Enjoying this presentation

seanvdm.co.za/presentation

Please open the presentation on your own computer (type link above) to enjoy the following benefits:

  • Exploring the data yourself

  • Interacting with the graphs yourself

  • Moving at your own pace (press o for overview)

  • Maximum quality

    • Try f or F11 for full screen
    • Press w at any time to change to wide screen mode and back
    • Ctrl + Mouse Wheel to zoom

The presentation and source code will be available for download on my website at seanvdm.co.za/files/workshops/mdag2021

Introduction

Abstract

Latent variable models are useful when you have excess observed variables whose values are well explained by a smaller number of underlying, but unobserved, variables. The goal is to simplify the multivariate structure, often to the point where it can be more easily visualised. These models have some similarities to Factor Analysis and Principal Components Analysis, but are parametric models. This presentation discusses an implementation of these models, along with various expansions to handle issues typical of observed data. Expansions discussed include Likert style responses, robust fits, missing value imputation, and possible future directions.

A lot of introductory and supplementary topics are also discussed.

Illustration

Despair

  • Have you faced non-Gaussian data structures (zero inflation / censoring / extremes etc.) with weird dependence relationships (non-linear mixed effects say)?
  • Maybe data on a scale, such as a Likert scale?
  • Do you maybe have multiple response variables? Perhaps too many and a need for dimension reduction?
  • Have you ever looked at the spread of missing values and wanted to cry in despair?
  • What would you do if you encountered ALL of these AT THE SAME TIME?

No need for despair, I’ll show you that you can actually analyse such data in a single unified joint model and answer all the desired statistical questions in a sensible way.

Why Stan?

If all the nuts you ever have to tighten are the same one or two sizes then you buy the best spanners in those sizes. You don’t use a monkey wrench that needs to be set each time. But if you’re encountering different sizes of nuts, fittings, and other objects that need tightening then you get a monkey wrench. In statistical modelling, Stan is the monkey wrench.

According to https://mc-Stan.org/: “Stan is a state-of-the-art platform for statistical modelling and high-performance statistical computation.”

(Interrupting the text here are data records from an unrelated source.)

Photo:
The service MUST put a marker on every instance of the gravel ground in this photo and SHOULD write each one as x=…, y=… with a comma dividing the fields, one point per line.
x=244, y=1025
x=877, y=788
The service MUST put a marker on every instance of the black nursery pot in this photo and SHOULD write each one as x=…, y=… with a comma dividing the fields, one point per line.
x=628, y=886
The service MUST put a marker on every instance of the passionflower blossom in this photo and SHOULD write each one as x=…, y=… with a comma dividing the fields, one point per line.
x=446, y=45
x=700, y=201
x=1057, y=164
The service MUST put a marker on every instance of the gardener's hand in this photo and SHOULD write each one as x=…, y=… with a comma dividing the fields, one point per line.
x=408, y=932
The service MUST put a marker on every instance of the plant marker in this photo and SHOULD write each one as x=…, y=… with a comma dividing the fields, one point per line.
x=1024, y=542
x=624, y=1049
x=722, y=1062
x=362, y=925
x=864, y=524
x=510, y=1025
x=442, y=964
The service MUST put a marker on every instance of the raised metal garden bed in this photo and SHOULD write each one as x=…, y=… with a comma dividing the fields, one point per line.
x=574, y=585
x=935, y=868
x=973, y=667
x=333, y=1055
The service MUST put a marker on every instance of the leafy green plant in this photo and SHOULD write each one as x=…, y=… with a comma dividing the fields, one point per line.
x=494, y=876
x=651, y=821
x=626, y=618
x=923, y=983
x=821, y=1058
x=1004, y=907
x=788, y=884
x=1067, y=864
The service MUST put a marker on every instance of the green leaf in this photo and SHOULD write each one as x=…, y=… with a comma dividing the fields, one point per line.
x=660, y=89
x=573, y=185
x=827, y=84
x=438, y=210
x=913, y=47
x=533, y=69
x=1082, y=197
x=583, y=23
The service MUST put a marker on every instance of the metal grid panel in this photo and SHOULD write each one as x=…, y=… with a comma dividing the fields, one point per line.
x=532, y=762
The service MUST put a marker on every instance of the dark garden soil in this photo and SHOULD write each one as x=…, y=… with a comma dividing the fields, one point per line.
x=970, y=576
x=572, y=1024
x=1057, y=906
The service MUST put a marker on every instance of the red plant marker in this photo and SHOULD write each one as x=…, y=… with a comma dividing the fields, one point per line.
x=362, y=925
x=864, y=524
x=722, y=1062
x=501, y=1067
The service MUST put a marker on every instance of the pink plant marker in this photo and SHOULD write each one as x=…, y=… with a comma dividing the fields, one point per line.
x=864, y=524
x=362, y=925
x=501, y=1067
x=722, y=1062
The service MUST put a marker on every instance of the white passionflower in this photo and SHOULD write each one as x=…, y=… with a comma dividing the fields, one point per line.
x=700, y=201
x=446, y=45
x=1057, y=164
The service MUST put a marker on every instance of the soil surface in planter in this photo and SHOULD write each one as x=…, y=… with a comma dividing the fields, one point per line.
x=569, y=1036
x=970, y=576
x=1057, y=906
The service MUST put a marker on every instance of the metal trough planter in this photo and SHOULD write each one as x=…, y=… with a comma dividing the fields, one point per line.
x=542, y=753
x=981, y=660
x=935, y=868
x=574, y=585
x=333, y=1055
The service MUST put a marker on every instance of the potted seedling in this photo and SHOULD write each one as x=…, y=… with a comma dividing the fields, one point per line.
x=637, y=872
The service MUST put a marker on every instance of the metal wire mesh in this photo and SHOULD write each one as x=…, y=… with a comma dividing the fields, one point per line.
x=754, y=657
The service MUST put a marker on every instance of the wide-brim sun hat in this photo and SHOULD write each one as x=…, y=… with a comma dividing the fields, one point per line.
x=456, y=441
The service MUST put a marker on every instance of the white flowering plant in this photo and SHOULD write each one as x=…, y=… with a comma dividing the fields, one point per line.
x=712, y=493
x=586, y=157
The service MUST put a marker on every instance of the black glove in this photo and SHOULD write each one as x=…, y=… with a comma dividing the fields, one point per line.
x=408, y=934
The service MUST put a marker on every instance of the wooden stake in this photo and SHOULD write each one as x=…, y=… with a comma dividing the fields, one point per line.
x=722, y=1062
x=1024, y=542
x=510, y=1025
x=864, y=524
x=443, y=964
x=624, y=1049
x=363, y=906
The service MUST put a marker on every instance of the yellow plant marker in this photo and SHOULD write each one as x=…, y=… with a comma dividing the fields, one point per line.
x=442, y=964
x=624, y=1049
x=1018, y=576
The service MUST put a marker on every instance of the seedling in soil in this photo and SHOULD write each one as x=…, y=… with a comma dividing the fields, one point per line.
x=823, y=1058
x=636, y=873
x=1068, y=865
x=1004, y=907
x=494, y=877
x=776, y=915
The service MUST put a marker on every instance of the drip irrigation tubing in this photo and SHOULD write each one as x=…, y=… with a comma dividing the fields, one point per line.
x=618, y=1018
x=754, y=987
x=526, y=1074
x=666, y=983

You type out your model in Stan language and then Stan does all the work, including: simulating the whole posterior distribution, simulating the approximate posterior, and/or Maximum Likelihood.

Advantages of Stan

  • It compiles your model into C++ code, so it is very fast
  • Latest simulation methods (HMC+NUTS)
  • Can do usual Bayes, Variational Bayes or Maximum Likelihood as you like - You do not change your model, just one line of code
  • Most importantly, if you want to change your model then you change only the part of the model that needs changing. No changing software, no installing new packages, no changing notation for a different ‘PROC’, etc.

Where Stan might help

Suppose you are doing a regression, but

  • Perhaps a Normal distribution is not appropriate; maybe a t, gamma, GPD, etc. model makes more sense
  • Maybe your observations belong to groups with differing unknown variances
  • Maybe you need to reduce the dimension or work with latent variables
  • Perhaps you have some prior information on one or more parameters
  • Perhaps you have change points, or censoring, or random effects

While tools exist for dealing with each of these issues, each issue has its own tools with their own notations and limitations. Few of these tools can handle any of the other issues at the same time.

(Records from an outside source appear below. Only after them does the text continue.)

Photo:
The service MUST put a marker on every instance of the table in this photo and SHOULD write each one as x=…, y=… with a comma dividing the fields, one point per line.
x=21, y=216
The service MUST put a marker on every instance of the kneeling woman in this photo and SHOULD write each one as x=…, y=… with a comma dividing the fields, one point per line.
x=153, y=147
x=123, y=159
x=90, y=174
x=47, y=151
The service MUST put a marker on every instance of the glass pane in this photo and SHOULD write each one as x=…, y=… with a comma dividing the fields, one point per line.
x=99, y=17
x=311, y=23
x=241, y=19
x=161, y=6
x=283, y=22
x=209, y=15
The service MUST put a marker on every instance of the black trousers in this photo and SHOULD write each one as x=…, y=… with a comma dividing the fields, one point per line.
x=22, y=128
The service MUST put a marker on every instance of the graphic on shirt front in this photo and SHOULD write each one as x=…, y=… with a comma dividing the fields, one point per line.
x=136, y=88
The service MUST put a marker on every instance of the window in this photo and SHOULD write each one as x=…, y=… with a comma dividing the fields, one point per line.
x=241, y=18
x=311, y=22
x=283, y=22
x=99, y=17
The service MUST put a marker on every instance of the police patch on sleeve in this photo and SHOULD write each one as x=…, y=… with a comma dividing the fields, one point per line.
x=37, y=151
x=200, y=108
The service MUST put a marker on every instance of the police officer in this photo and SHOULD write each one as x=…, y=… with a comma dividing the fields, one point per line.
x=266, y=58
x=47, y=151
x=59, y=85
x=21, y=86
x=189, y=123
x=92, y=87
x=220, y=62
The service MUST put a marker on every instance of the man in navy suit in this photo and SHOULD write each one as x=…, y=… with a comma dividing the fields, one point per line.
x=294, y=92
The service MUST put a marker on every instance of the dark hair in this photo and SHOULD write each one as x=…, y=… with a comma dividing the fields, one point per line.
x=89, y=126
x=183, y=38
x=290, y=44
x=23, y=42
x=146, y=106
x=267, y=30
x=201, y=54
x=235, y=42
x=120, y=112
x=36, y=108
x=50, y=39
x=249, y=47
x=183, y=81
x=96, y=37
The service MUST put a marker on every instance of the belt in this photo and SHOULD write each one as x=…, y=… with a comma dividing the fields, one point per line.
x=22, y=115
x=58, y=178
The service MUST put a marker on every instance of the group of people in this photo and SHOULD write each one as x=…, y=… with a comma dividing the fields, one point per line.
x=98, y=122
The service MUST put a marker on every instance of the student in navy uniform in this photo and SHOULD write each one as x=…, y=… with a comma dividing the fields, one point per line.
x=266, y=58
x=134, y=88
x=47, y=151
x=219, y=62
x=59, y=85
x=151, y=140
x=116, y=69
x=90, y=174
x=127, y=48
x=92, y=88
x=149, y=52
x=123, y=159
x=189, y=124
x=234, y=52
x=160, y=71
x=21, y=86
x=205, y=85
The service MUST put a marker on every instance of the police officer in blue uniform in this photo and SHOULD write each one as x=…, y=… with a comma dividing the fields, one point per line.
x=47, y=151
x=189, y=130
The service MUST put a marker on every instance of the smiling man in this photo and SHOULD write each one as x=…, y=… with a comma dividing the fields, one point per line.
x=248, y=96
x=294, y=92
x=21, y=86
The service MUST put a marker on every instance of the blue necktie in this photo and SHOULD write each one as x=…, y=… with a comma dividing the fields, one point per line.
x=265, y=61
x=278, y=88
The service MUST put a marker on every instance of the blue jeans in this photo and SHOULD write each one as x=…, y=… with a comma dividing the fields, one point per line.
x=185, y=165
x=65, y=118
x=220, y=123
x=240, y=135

With Stan you can handle all these issues at the same time.

Getting help

The Stan language is intuitive and sensible, but you will still need to look up most things the first time you want to use them.

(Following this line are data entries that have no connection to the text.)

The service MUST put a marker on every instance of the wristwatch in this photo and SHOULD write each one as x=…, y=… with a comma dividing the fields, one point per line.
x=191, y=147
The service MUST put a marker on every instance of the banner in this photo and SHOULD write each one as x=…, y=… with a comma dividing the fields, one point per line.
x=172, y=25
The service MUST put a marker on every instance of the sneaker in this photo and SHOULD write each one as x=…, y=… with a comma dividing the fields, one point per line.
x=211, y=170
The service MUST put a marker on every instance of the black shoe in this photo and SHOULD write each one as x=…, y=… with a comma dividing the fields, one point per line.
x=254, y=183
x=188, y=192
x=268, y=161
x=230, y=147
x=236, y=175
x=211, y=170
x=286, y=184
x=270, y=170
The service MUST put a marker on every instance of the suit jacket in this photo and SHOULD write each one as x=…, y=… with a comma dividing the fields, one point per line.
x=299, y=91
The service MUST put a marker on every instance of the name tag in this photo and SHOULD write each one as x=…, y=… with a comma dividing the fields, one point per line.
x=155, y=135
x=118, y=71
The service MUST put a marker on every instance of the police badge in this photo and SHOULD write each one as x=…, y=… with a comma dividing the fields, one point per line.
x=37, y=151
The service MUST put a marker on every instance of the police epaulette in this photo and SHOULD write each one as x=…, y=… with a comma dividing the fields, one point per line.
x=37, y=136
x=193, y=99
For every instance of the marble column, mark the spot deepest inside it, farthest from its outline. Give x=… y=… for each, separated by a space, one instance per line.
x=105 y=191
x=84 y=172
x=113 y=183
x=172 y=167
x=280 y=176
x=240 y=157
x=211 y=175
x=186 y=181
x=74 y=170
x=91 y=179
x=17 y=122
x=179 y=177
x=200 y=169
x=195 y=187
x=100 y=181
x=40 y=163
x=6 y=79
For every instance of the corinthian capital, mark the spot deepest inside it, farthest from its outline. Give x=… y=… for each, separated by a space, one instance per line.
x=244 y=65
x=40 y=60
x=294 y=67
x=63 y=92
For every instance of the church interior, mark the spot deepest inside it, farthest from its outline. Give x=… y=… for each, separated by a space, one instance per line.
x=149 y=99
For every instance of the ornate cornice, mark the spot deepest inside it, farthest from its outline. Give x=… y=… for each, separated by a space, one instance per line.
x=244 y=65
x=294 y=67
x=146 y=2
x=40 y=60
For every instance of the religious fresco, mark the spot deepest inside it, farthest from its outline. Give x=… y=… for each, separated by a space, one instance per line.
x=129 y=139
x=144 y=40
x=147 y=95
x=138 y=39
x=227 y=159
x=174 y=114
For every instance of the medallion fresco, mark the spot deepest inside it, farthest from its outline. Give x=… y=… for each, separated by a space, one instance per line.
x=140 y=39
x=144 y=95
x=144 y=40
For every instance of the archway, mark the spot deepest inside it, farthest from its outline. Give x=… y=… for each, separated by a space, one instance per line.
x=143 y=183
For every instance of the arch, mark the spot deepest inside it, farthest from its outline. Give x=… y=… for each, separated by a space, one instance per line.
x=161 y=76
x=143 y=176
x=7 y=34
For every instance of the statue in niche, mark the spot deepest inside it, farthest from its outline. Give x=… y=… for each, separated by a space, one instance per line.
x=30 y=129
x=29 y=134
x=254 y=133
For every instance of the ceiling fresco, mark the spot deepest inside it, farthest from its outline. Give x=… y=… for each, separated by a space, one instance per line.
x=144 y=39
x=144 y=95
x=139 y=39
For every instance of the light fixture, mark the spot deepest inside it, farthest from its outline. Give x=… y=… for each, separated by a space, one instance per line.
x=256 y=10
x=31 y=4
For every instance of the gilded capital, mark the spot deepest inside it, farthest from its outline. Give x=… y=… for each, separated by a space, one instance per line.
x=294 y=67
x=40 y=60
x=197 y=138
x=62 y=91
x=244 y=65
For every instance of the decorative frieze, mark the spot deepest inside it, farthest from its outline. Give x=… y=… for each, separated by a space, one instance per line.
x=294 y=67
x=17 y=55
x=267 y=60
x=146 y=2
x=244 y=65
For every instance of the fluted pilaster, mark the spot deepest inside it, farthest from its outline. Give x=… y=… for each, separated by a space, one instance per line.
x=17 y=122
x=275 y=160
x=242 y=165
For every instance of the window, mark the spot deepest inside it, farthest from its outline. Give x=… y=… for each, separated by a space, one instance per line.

The key bookmark is https://mc-stan.org/users/documentation/ which has everything you need.

I find myself visiting the language functions reference often to see the exact notation for the distribution I want to use.

For the other issues, a standard internet search gets you very far. Stan is popular free software so it has a large and active user base ready to help.

There are many helper packages that can do a lot of (or all) the work for you, including creating the model code for you to play with.

Running Stan

Interfaces

Stan is currently available for R, Python, and C++ as far as I can tell, with other platforms being able to call it via one of those three. We will focus on rstan as it’s the easiest for most statisticians.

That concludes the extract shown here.